Now that over fifty woman have taken action against Weinstein, the media has not hesitated to relentlessly paint Weinstein as a
sexual predator who deserves to be locked away for years. Hollywood stars are standing up and making statements about the cruelty of Weinstein’s activities. The Weinstein Company fired Weinstein and multiple organizations and institutions are stripping him of any and all honors he received. Left and right the world is accusing Weinstein of being a monster. Society is reacting in a moral and ethical way, stripping a dangerous man of what made him powerful which enabled him to rape and sexually assault women.

It seems like they are doing the right thing.

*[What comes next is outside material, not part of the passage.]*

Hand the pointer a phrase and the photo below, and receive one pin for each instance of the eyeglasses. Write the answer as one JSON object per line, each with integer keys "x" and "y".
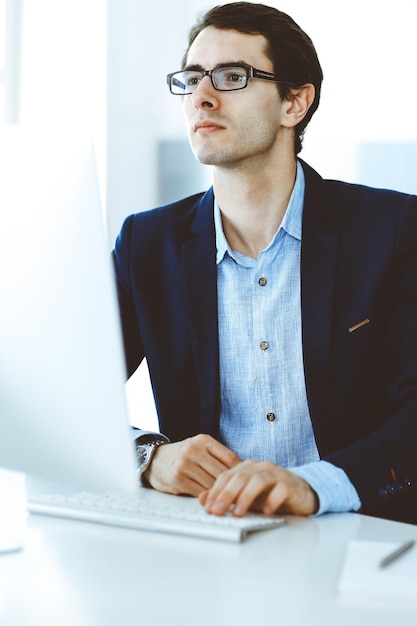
{"x": 230, "y": 78}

But, what would have happened if they did the right thing years and years ago? What would have happened if he had been stripped from that power and control decades before over 50 victims emerged? How many women would lose memories of feeling helpless, how many women would lose sleepless nights, and how many woman would stop having scream-inducing nightmares?

It’s so easy to say that no one knew the extent to which Weinstein hurt women. Yet, according to the testimony of 16 former and current executives at Miramax, the earlier film studio Weinstein founded, Weinstein’s actions were anything but secret. For years jokes have been made by both female and male actors about Weinstein’s behavior in public speeches and interviews, but no one had taken the time to question whether these were merely jokes, or harmful and necessary allegations.

People around Weinstein, from the lawyers who silenced the women, the executives at the Weinstein Company, to the NYPD who had received these allegations against Weinstein from several women, to the cab driver who drove the crying women home, should have spoken out. They were bystanders at every corner of this issue, lurking in the shadows hoping that someone else would be willing to speak out because they were too scared to.

Harvey Weinstein’s power is admittedly very difficult to go up against. He bought the silence of dozens of bystanders in hope that his reign of sexual assault and rape patterns could continue. In the uber competitive Hollywood jungle, his ability to raise the status of his associates made him all the more dangerous. The control Weinstein had in these situations is both terrifying and unfair.